New Center in the Hill Offers Access to Resources

A food pantry, emergency shelter, transitional housing and work skills programs, are just some of the services Christian Community Action provides the people of New Haven

Back in the late sixties, a neighborhood pastor reached out to a family victimized by a fire.

"Those who were involved responded concretely to help this one woman and her children," recounts Christian Community Action Executive Director, Rev. Bonita Grubbs, "with clothing, with housing, with support, with food, with bedding, all of the things that one family would need."

What grew out of this one act, helping a neighbor in need, is Christian Community Action (CCA), an ecumenical social service organization, which continues this work today, albeit on a much bigger scale.

"That's 48 years of helping," says Grubbs. "Almost every day I hear about someone who has received support from us."

Christian Community Action's ARISE center is located on Davenport Avenue in the Hill section of New Haven. Photo courtesy of Christian Community Action.

A food pantry, emergency shelter, a transitional housing program, work skills programs, advocacy and children's programs are just some of the services CCA provides the people of New Haven who are in need.

"To offer help, housing and hope" is CCA's motto.

"Our job, in part, through the help and the housing. is to at least try to instill some hope, or provide a service in a hopeful way, that helps people to understand that just because they're in that place of difficulty that they don't have to stay there and that we'll support them," says Grubbs.

"That place of difficulty" may include unemployment, lack of or limited skills, alcohol, drugs, or mental illness.

"When you think you've seen everything, then you see one more thing," Grubbs adds.

In April 2015, CCA expanded its services with the opening of Accessing Resources for Independence Skillbuilding and Employment (ARISE), a new center in the Hill Section of New Haven.

"The ultimate goal that we have for the ARISE Center is that we can indeed help families by going upstream," Grubbs explains. "To identify what problems there are and to support them through that process and to try, to the extent that we can, to prevent homelessness."

This center, on Davenport Avenue, employs a director of social work services, a child and family specialist, and an employment services specialist.

The Community Foundation for Greater New Haven has been supporting CCA since 1974. In 2014, a $40,000 grant supported the costs of staff and consultants to develop and execute a program model and implementation schedule for the ARISE Center. This grant was awarded on a 1:1 matching basis.

In 2015 a multi-year grant totaling $105,000 provided general operating support for food, shelter, housing, vocational training and advocacy programming. The grant was made possible through unrestricted funds and the Caroline Silverthau Fund at The Community Foundation.

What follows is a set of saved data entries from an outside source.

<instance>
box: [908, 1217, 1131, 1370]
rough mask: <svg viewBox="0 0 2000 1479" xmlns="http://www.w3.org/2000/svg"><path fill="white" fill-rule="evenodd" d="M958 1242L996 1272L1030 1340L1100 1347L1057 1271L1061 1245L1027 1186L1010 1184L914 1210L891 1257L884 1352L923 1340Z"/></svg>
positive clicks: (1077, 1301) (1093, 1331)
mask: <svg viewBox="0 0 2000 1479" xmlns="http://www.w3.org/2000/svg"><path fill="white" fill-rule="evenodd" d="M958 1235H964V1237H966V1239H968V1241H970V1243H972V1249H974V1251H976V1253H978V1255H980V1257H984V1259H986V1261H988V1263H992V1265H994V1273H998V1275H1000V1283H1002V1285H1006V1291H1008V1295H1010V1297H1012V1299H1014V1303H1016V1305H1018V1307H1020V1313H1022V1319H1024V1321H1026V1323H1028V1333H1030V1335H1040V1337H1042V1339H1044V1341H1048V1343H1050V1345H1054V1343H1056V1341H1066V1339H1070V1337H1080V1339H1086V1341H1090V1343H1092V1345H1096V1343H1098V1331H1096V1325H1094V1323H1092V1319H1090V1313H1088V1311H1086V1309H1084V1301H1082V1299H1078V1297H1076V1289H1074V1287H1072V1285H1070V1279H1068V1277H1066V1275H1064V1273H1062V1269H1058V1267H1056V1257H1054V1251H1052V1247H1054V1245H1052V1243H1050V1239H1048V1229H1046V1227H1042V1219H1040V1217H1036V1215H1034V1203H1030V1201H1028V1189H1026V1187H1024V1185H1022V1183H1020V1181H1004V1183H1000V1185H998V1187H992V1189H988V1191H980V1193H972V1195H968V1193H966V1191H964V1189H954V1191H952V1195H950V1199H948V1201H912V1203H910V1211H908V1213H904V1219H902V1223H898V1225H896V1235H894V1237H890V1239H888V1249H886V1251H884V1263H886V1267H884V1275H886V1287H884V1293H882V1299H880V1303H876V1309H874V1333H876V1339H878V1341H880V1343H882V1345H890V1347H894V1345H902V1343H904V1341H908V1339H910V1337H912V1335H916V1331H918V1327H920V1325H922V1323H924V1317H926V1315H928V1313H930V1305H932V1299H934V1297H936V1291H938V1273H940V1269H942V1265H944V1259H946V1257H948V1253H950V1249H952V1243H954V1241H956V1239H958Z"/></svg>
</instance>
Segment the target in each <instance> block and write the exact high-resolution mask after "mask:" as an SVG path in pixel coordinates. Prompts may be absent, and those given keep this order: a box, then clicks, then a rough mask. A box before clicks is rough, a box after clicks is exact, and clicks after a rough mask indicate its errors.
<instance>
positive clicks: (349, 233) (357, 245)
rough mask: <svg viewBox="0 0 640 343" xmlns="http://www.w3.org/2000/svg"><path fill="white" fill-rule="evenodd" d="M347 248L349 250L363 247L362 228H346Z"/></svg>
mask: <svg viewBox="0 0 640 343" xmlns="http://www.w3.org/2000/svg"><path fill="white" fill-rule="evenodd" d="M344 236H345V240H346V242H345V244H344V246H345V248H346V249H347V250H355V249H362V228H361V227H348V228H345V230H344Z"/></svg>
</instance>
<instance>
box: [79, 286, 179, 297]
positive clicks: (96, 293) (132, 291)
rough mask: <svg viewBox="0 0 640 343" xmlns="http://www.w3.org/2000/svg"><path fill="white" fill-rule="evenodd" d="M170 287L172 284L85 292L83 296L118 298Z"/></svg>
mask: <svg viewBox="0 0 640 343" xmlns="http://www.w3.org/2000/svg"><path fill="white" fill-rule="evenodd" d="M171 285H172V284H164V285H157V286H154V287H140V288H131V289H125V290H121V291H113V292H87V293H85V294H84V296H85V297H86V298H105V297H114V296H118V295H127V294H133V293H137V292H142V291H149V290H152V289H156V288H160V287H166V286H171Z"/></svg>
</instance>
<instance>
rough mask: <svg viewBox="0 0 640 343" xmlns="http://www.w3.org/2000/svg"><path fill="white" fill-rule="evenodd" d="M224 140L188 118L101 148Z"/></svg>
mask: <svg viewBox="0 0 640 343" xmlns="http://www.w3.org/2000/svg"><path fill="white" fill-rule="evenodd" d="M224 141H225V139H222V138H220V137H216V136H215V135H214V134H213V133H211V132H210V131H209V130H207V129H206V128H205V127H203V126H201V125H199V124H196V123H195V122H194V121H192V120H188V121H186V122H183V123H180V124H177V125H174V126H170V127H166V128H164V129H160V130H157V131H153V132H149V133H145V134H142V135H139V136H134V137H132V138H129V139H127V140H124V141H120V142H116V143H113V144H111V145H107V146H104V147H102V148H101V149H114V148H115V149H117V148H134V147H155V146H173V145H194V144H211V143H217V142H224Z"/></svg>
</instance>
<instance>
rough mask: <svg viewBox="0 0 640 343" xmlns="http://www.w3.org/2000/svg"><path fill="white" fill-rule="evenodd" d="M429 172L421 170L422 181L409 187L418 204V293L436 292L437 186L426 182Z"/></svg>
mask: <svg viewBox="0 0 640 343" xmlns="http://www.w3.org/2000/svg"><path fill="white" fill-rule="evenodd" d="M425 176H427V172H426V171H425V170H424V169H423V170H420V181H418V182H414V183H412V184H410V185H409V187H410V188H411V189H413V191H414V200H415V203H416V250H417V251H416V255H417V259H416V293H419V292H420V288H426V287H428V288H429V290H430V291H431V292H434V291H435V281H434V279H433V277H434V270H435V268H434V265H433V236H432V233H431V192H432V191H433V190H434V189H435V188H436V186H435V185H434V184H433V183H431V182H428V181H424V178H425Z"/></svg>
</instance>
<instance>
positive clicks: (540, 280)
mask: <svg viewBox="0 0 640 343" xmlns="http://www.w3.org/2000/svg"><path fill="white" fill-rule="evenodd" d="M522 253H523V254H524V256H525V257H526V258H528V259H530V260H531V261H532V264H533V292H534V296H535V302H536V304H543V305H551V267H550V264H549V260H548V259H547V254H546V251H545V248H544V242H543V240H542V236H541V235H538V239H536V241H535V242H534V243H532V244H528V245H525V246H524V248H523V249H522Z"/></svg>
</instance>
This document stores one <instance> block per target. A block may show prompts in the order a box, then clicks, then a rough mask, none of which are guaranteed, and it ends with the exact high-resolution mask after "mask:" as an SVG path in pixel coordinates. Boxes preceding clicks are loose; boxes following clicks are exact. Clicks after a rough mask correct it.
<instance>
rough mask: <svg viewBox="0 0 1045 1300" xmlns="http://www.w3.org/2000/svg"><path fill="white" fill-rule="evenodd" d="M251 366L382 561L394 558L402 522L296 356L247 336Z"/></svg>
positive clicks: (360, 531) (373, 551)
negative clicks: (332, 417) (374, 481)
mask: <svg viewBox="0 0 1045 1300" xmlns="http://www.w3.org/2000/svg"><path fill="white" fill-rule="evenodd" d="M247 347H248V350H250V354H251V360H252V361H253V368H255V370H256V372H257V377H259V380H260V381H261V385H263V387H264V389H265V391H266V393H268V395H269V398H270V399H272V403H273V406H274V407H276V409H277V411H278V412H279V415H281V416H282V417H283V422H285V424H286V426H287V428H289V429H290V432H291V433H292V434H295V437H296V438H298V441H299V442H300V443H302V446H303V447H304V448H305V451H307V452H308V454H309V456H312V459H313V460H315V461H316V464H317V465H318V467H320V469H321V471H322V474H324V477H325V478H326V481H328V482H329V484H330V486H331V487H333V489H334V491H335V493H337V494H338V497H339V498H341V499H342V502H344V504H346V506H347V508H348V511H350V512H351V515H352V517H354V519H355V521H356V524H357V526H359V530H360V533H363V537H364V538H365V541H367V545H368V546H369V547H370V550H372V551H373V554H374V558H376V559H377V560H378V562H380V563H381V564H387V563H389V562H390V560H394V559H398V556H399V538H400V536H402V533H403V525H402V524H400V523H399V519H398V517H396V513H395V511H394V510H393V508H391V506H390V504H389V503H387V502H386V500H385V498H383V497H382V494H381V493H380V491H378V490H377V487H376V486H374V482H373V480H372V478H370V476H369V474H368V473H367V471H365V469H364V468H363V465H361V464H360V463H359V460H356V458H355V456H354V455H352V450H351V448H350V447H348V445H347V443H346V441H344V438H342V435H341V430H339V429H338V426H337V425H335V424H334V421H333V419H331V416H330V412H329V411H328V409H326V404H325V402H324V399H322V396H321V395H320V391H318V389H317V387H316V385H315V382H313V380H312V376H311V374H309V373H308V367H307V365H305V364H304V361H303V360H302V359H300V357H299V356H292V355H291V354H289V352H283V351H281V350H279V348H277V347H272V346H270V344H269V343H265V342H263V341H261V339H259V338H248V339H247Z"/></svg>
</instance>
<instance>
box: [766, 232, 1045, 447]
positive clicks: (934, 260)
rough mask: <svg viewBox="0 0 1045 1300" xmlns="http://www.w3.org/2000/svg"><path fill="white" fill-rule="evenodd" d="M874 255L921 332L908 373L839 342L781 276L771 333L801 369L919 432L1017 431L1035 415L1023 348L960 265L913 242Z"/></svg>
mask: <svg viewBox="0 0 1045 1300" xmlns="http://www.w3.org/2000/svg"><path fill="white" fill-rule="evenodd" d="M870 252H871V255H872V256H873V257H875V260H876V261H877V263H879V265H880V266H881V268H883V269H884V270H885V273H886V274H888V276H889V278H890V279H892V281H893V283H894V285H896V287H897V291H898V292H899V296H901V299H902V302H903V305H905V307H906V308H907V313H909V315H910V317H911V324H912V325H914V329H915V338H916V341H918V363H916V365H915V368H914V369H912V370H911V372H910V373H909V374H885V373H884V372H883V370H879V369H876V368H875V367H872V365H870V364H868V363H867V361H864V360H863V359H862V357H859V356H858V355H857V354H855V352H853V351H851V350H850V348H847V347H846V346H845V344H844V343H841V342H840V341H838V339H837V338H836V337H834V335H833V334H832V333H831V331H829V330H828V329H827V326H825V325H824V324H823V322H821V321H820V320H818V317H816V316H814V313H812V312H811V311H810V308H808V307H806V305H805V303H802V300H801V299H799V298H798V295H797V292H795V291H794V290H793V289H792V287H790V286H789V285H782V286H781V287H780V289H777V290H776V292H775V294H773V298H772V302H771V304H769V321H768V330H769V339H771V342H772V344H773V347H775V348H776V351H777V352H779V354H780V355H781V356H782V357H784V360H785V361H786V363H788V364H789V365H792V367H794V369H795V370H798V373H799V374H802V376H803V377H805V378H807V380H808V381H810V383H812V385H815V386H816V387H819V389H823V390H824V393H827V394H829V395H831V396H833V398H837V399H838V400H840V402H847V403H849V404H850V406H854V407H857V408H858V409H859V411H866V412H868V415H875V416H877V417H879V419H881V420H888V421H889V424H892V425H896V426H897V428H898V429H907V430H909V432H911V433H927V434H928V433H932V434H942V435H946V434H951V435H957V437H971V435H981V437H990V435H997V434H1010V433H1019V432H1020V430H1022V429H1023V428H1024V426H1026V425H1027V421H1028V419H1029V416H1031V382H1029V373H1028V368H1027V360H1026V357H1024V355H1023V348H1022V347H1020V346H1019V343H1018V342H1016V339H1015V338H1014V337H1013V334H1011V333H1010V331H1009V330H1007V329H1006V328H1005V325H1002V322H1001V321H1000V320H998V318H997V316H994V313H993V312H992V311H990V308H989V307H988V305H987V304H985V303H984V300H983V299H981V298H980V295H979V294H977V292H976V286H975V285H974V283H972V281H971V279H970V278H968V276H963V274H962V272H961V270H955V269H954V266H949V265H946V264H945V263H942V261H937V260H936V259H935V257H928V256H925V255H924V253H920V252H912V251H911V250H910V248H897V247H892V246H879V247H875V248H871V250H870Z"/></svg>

While the ARISE Center model is developing, the hope is that it will expand beyond helping people in the shelter to helping other neighborhood residents.

"Part of our task these days is to engage with people in a personal way and develop a degree of trust and to be able to help them and to support them as they get to the next level," Grubbs says.

"My interest, really, at the end of the day, is that there would be fewer people who need us because their needs have been met."

Did You Know?

In October 2015 Connecticut became only one of four states to participate in the national Zero: 2016 initiative to end chronic homelessness by the end of 2016.